Badan Pusat Statistik (BPS) Provinsi Sumatera Selatan mencatat inflasi Sumatera Selatan tetap berada pada level yang relatif terkendali di tengah berbagai dinamika harga pangan dan komoditas sepanjang akhir tahun.
Berdasarkan data BPS Provinsi Sumatera Selatan, inflasi secara bulanan (month-to-month/m-to-m) sebesar 0,49 persen pada Desember 2025, dipicu terutama oleh kenaikan harga kelompok makanan, minuman, dan tembakau, dengan komoditas utama penyumbang inflasi antara lain bawang merah, daging ayam ras, dan cabai merah.
Inflasi Desember 2025 tersebut sekaligus menempatkan inflasi tahun ke tahun (year-on-year/y-on-y) dan inflasi tahun kalender (year-to-date/y-to-d) Provinsi Sumatera Selatan masing-masing sebesar 2,91 persen. Capaian ini menunjukkan inflasi Sumsel masih berada pada level yang terkendali meskipun terdapat tekanan harga menjelang akhir tahun.
Kepala BPS Provinsi Sumatera Selatan, Moh Wahyu Yulianto, menjelaskan bahwa secara bulanan, kelompok makanan, minuman, dan tembakau menjadi penyumbang inflasi terbesar dengan andil 0,32 persen.
“Kenaikan harga pada kelompok ini terutama dipengaruhi oleh komoditas bawang merah, daging ayam ras, dan cabai merah yang mengalami peningkatan permintaan serta gangguan pasokan,” ujarnya.

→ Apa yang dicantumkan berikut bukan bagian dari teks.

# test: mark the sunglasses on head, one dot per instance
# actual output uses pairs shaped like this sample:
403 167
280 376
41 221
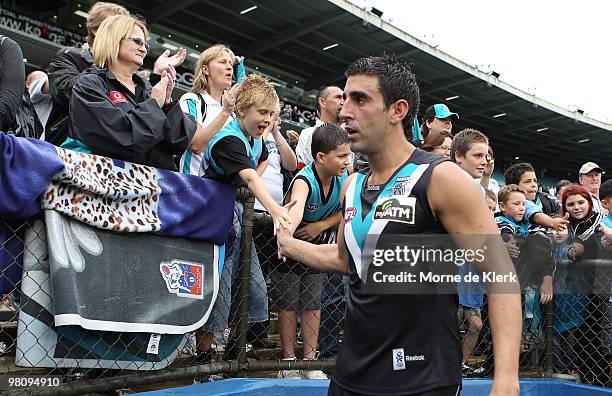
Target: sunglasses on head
139 42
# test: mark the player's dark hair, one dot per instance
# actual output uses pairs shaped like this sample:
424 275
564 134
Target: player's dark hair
396 81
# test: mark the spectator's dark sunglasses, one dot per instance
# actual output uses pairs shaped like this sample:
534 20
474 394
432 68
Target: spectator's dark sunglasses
139 42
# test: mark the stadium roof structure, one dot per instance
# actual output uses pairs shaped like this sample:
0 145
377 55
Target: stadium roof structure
312 42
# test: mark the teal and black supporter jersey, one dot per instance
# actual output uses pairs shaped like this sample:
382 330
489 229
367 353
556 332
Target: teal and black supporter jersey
395 343
317 207
229 152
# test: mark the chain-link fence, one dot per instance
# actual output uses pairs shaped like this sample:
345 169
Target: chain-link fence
272 318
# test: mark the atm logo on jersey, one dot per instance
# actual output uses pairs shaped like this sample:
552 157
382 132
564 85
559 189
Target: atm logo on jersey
117 97
311 207
349 214
396 208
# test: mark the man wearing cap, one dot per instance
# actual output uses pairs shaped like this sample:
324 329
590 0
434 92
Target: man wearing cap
438 118
605 195
590 178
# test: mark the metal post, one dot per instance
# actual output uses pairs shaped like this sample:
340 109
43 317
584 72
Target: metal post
245 264
548 337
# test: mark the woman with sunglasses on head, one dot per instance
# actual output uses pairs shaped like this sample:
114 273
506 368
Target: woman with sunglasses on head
67 65
115 113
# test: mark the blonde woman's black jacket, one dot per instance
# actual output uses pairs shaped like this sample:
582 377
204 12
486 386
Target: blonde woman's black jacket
111 121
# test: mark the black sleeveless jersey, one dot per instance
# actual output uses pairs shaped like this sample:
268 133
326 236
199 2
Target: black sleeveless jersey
395 343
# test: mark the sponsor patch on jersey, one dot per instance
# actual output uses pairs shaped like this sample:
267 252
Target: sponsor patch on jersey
349 214
183 278
311 207
117 97
397 208
399 362
400 189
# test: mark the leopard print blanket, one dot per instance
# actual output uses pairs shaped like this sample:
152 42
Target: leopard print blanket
105 193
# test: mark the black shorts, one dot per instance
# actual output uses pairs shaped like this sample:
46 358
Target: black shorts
453 390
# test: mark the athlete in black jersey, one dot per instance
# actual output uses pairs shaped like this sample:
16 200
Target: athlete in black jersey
405 344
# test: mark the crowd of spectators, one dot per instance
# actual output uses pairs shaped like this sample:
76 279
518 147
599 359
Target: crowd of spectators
297 114
94 100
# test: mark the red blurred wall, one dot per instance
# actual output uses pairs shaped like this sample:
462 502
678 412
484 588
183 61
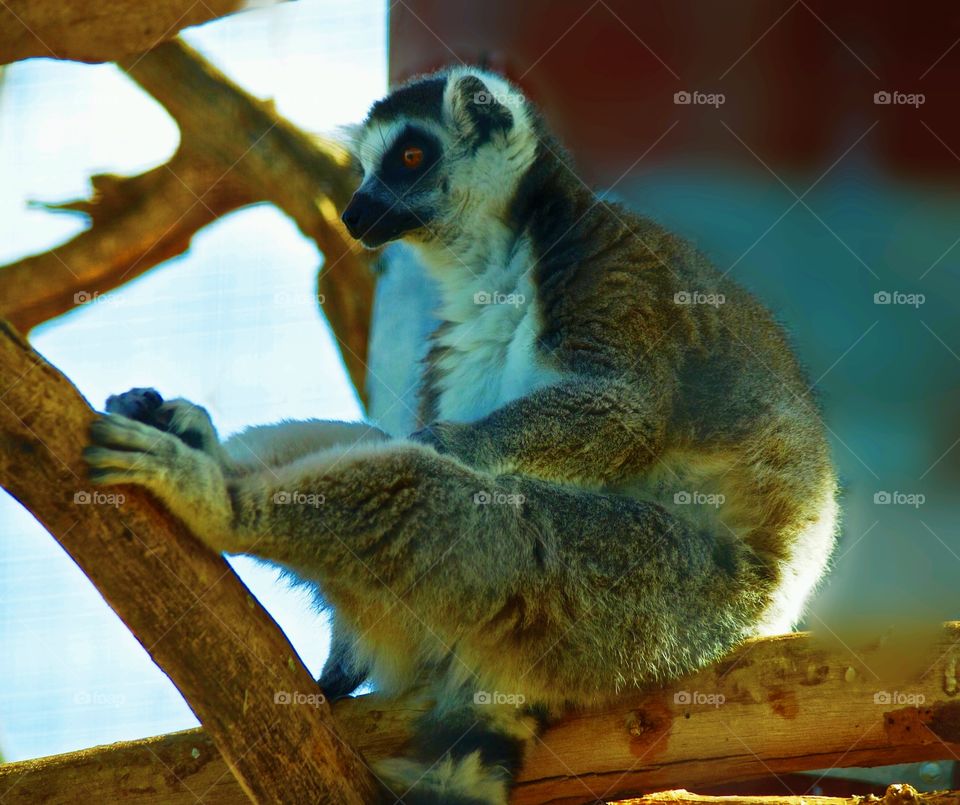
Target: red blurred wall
798 77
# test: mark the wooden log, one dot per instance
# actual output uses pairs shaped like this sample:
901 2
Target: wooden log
181 601
98 30
235 150
776 705
137 223
302 175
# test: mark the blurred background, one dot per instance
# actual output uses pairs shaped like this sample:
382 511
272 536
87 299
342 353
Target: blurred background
812 151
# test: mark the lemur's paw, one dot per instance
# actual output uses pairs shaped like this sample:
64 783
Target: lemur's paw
126 451
189 422
190 482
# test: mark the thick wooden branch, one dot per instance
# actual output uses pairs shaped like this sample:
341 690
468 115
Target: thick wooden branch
182 602
235 150
137 222
897 794
777 705
277 162
98 30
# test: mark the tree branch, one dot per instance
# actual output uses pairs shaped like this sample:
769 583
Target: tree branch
137 222
98 30
303 176
776 705
182 602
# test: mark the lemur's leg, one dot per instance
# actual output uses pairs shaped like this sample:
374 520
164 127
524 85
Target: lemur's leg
342 672
610 427
438 558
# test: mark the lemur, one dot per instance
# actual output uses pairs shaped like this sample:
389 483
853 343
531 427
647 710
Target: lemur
620 471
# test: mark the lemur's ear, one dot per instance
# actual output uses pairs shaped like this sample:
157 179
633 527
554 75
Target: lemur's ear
477 112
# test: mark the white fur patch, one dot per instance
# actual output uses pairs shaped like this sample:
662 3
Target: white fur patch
492 357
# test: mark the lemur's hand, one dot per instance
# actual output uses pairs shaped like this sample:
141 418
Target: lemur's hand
189 422
190 482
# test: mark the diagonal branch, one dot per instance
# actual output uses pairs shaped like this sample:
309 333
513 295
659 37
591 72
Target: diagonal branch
137 222
182 602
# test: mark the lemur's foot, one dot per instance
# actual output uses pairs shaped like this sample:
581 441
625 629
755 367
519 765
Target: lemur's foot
189 422
188 481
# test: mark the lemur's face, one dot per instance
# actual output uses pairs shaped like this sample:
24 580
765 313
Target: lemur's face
435 154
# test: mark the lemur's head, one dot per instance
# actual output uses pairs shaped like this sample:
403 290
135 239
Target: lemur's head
439 154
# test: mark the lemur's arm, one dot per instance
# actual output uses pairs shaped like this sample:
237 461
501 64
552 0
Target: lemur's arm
261 447
611 426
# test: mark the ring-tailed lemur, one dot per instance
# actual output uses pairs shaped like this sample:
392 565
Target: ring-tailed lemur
621 471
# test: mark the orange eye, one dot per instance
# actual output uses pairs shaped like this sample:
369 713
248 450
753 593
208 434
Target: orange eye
412 157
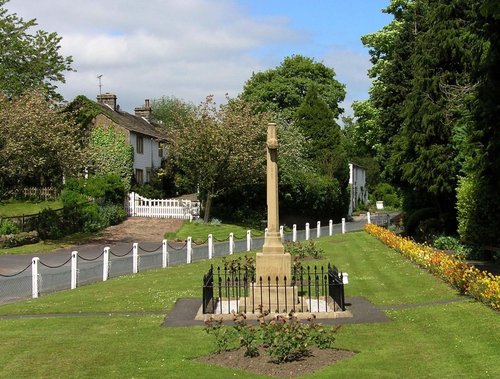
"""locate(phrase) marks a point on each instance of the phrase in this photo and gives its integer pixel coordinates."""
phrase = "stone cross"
(272, 179)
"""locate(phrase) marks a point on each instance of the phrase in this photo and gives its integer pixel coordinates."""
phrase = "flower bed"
(481, 285)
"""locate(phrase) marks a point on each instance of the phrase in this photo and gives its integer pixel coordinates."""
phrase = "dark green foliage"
(283, 88)
(29, 59)
(386, 193)
(105, 189)
(8, 227)
(19, 239)
(309, 193)
(223, 335)
(285, 339)
(302, 250)
(433, 109)
(414, 220)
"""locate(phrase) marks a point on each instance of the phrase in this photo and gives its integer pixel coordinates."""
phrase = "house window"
(139, 145)
(139, 176)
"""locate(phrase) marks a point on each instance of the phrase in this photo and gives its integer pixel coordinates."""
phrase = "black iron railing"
(310, 289)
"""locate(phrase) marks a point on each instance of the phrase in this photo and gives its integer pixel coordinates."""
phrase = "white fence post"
(164, 256)
(210, 246)
(135, 257)
(74, 268)
(249, 240)
(105, 264)
(231, 243)
(34, 277)
(189, 250)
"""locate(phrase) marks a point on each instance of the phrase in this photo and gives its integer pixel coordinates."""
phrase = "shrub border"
(469, 280)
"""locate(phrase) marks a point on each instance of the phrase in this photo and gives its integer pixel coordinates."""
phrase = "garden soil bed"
(135, 229)
(262, 364)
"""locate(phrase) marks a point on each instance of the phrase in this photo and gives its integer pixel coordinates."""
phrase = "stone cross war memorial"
(274, 285)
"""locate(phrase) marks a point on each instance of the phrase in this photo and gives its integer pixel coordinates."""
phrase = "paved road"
(11, 264)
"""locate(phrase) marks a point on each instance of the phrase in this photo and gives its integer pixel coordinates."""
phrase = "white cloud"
(188, 48)
(351, 68)
(185, 48)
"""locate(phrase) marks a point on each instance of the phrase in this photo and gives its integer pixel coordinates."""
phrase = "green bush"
(112, 214)
(386, 193)
(19, 239)
(49, 224)
(105, 189)
(8, 227)
(414, 220)
(313, 194)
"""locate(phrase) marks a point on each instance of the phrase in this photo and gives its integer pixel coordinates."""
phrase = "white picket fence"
(162, 208)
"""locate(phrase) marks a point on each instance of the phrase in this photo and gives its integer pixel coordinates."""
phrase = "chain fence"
(40, 277)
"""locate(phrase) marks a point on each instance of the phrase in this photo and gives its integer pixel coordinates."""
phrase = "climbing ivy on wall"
(111, 154)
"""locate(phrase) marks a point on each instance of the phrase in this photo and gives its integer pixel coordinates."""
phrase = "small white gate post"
(249, 240)
(189, 250)
(164, 254)
(210, 246)
(74, 268)
(105, 264)
(34, 277)
(135, 257)
(132, 203)
(231, 243)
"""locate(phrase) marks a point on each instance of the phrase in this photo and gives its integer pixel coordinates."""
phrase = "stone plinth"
(271, 299)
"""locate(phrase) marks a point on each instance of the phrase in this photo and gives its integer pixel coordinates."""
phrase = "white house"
(357, 185)
(146, 138)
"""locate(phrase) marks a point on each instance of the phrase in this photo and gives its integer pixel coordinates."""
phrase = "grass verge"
(20, 208)
(455, 340)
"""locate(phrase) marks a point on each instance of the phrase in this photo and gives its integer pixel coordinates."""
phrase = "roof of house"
(134, 123)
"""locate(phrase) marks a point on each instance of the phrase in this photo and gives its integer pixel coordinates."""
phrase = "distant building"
(357, 185)
(146, 138)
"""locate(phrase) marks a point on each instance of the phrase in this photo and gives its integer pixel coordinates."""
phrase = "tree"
(220, 148)
(29, 60)
(284, 88)
(38, 144)
(478, 201)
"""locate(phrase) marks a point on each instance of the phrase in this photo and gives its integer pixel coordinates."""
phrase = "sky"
(194, 48)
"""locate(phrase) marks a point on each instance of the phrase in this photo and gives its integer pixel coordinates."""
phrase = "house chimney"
(144, 111)
(108, 99)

Selain faktor pangan, BPS juga mencatat bahwa secara tahunan, kelompok perawatan pribadi dan jasa Lainnya menjadi penyumbang utama inflasi dengan andil 1,39 persen, yang didorong oleh kenaikan harga emas perhiasan.
“Emas perhiasan masih menjadi komoditas dominan yang mendorong inflasi tahunan, sejalan dengan ketidakpastian ekonomi dan geopolitik global sepanjang 2025,” kata Wahyu.
Dari sisi wilayah, inflasi secara tahunan tertinggi di Sumatera Selatan terjadi di Kota Palembang sebesar 2,92 persen, sementara inflasi terendah tercatat di Kota Lubuklinggau sebesar 2,87 persen. Adapun Kabupaten Muara Enim mencatat inflasi m-to-m tertinggi sebesar 0,85 persen, sedangkan Kota Lubuk Linggau terendah sebesar 0,37 persen.
BPS juga mengidentifikasi sejumlah komoditas yang memberikan andil inflasi terbesar di empat kabupaten/kota IHK, yakni emas perhiasan, bawang merah, daging ayam ras, cabai rawit, dan cabai merah. Sementara itu, komoditas yang menahan laju inflasi atau menyumbang deflasi antara lain tomat, kol putih/kubis, semangka, tarif jalan tol, dan kentang.
Secara umum, perkembangan inflasi Desember 2025 turut dipengaruhi oleh berbagai peristiwa sepanjang tahun, seperti penyesuaian harga BBM nonsubsidi, fluktuasi harga emas dunia, kondisi hortikultura akibat curah hujan tinggi, serta kebijakan diskon tarif transportasi pada periode libur akhir tahun. Pemerintah daerah bersama Tim Pengendalian Inflasi Daerah (TPID) terus melakukan berbagai upaya stabilisasi harga melalui operasi pasar dan gerakan pangan murah.
Dengan capaian tersebut, BPS menilai inflasi Sumatera Selatan sepanjang 2025 masih relatif terkendali, meskipun tekanan harga dari sisi pangan dan komoditas global perlu terus diantisipasi pada awal tahun 2026.